Why use Hive 02/10 Update SLTechnology News&Howtos

Why use Hive

2026-02-10 Update From: SLTechnology News&Howtos shulou NAV: SLTechnology News&Howtos > Servers >

Shulou(Shulou.com)05/31 Report--

This article is to share with you about why you use Hive. The editor thinks it is very practical, so share it with you as a reference and follow the editor to have a look.

What is Hive?

Hive is a data warehouse tool based on Hadoop, which can map structured data files to a database table, provide simple sql query function, and transform sql statements into MapReduce tasks to run. At the same time, the language also allows familiar with MapReduce developers to develop custom mapper and reducer to handle complex analytical work that cannot be done by built-in mapper and reducer.

Why use Hive

The cost of learning is low, simple MapReduce statistics can be quickly realized through SQL-like statements, and there is no need to develop special MapReduce applications, so it is very suitable for statistical analysis of data warehouse.

Hive system architecture

There are three main user interfaces: CLI,JDBC/ODBC and WebUI

CLI, the Shell command line

JDBC/ODBC is the Java of Hive, similar to the way you use traditional database JDBC

WebGUI accesses Hive through a browser

Metastore (metadata for Hive)

Metadata contains table name, field partition properties and other table attribute information of Hive package table.

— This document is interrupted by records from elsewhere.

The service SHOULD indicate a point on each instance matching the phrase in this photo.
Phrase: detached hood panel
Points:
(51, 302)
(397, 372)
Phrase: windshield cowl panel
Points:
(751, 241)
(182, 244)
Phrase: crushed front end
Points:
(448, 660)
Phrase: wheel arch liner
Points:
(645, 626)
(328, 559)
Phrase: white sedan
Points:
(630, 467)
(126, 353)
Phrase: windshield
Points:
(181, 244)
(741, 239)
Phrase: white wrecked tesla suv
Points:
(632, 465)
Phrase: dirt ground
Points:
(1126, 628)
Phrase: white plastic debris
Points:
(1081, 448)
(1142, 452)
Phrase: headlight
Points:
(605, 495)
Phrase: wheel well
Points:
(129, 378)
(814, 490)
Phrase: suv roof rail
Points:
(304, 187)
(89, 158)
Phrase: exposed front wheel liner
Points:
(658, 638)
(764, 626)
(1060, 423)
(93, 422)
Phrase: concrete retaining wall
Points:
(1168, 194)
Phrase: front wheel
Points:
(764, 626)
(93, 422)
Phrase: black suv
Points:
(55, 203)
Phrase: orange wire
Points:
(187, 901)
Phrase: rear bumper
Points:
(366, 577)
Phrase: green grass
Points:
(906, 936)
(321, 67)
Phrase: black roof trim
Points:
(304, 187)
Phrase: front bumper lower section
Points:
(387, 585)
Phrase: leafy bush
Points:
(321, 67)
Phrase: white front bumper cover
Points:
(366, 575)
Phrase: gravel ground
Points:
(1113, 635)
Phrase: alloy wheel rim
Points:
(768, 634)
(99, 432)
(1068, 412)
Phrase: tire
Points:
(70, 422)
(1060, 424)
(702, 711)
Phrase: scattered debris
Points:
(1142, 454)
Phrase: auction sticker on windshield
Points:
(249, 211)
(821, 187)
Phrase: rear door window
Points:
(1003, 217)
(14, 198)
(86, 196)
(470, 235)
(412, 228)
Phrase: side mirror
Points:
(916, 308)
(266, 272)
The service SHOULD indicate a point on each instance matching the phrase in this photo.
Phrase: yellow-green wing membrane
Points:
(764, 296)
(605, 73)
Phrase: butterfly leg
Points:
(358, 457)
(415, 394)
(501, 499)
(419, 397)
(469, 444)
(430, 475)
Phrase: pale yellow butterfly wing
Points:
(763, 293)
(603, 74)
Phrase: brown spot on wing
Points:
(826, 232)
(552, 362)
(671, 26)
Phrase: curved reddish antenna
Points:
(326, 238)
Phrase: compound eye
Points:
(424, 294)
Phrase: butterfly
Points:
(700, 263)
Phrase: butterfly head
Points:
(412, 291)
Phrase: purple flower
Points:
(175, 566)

Derby database is used as the default metadata warehouse by default (embedded, only single session reply is supported)

Comparison between Hive and traditional data

Hive

RDBMS

Query language

HQL

SQL

Data storage

HDFS

Raw Device or Local FS

Execution

MapReduce

Excutor

Execution delay

High

Low

Processing data scale

Big

Small

Indexes

Add bitmap index after version 0.8

There are complex indexes.

The calling relationship between Hive and hadoop

Hive installation

1. Download the hive source file

two。 Extract the hive file

3. Enter $HIVE_HOME/conf/ to modify the file

A) cp hive-env.sh.template hive-env.sh

B) cp hive-default.xml.template hive-site.xml

4. Modify the hive-env.sh of $HIVE_HOME/bin by adding the following three lines

A) export JAVA_HOME=/usr/local/jdk1.7.0_45

B) export HIVE_HOME=/usr/local/hive-0.14.0

C) export HADOOP_HOME=/usr/local/hadoop-2.6.0

5. The pseudo-distribution mode can launch the Hive console directly using the default Derby, but it will generally be changed to MySQL

Modify $HIVE_HOME/conf/hive-site.xml

Javax.jdo.option.ConnectionURL

Jdbc:mysql://192.168.1.100:3306/crxy_job?

CreateDatabaseIfNotExist=true

Javax.jdo.option.ConnectionDriverName

Com.mysql.jdbc.Driver

Javax.jdo.option.ConnectionUserName

Root

Javax.jdo.option.ConnectionPassword

Admin

Store the driver package jar file of MySQL under HIVE_HOME/lib

Start Hive, and now you can execute the Sql statement to create the table!

Thank you for reading! This is the end of the article on "Why use Hive". I hope the above content can be of some help to you, so that you can learn more knowledge. if you think the article is good, you can share it for more people to see!

Welcome to subscribe "Shulou Technology Information " to get latest news, interesting things and hot topics in the IT industry, and controls the hottest and latest Internet news, technology news and IT industry trends.

*The comments in the above article only represent the author's personal views and do not represent the views and positions of this website. If you have more insights, please feel free to contribute and share.